I eventually left the counsellors’ office knowing they had me labelled as a nasty, violent delinquent, not prepared to face up to what I’d done. This couldn’t have been further from the truth. I’d steamed into Terry to stop him battering my mum – it’s as simple as that. But the authorities never looked at it from my point of view.
About a week before I was due for release I was called into the Assistant Governor’s office to take an important personal phone call. It turned out to be my Uncle Pete. He said: ‘You can’t go back home next week, son. You gotta steer clear in case that bastard Terry comes looking for you.’ I insisted I wasn’t scared of Terry but Uncle Pete said the family had decided it was too dangerous for me.
So here I was, about to get out of one cage only to be dropped right into the middle of another. Story of my life, I suppose. Even after serving time for giving him the beating he deserved, the spectre of Terry was haunting me.

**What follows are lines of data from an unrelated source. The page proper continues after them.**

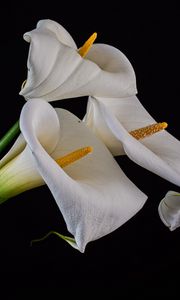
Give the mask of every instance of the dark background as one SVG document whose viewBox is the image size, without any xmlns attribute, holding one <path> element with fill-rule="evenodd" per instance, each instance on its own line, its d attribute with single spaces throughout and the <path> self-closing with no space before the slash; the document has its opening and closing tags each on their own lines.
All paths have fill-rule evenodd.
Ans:
<svg viewBox="0 0 180 300">
<path fill-rule="evenodd" d="M 119 48 L 131 61 L 137 77 L 138 97 L 159 122 L 180 139 L 179 132 L 179 10 L 176 1 L 162 2 L 8 2 L 0 10 L 0 136 L 14 122 L 25 101 L 19 96 L 26 78 L 28 44 L 23 33 L 49 18 L 63 25 L 80 47 L 94 32 L 97 42 Z M 116 4 L 117 3 L 117 4 Z M 179 73 L 178 73 L 179 74 Z M 86 98 L 51 103 L 83 117 Z M 0 206 L 0 281 L 11 290 L 36 299 L 74 296 L 147 299 L 160 294 L 175 297 L 180 267 L 180 232 L 170 232 L 158 215 L 158 204 L 177 186 L 118 157 L 127 176 L 149 198 L 143 209 L 114 231 L 87 245 L 84 254 L 51 236 L 30 247 L 30 241 L 56 230 L 67 234 L 62 216 L 46 186 L 26 192 Z M 24 293 L 24 294 L 23 294 Z M 32 295 L 32 296 L 30 296 Z M 116 296 L 115 296 L 116 295 Z M 133 296 L 133 297 L 134 297 Z M 2 298 L 0 296 L 0 298 Z M 42 299 L 40 298 L 40 299 Z M 8 299 L 7 294 L 5 298 Z"/>
</svg>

A week later I got out of Rochester. Me and two other kids stepped out of the gate and heard it sliding shut behind us. I thought to myself ‘Well, you’re on your tod now. No more nice gentle screws to tuck you up at night. Back to the real world.’ I couldn’t wait. I shivered, not from the cold but, as my mum would say, ‘Because someone just walked over your grave, Son.’
I was five-feet-eleven-inches of pure muscle from all that time spent in the borstal gym. I’d been capable of growing a
beard since the age of fourteen. I was a man in everything but actual age.
The year had started badly with that iron bar attack at the Pigeons that wrecked my boxing career, then I’d got banged up for beating up that bastard Terry. Now I was determined to start my life all over again. There was no turning back.
The few decent screws back at Rochester had told me it was the air you first noticed when you got out. ‘Air doesn’t have to smell of disinfectant,’ they said. ‘You think this is normal … wait till you smell real air again.’ At the time I hadn’t given it much thought but now I was out I remembered every word.
The same dark blue transit with the blacked-out windows that had delivered me to the hell hole was waiting to take us boys back to East London. No one said much in the van as we drove through Kent and then into the Dartford Tunnel. The bright florescent lighting in the tunnel made me squint. I was so relieved when we finally drove up into the grim grey of the East End. The screws pushed us out just by Bow Station.
Over to one side, near where the steps led up from Bow Underground Station, an old boy in a brown plastic apron was opening up a flower stall. As the van pulled away, I strolled over to him but he ignored me.
‘Got any daffs?’ I asked him.
‘Over there.’
They were at the far end of the stall, high up at the back. I reached across and took down a bunch. They were still wet, and bound tightly together with elastic bands.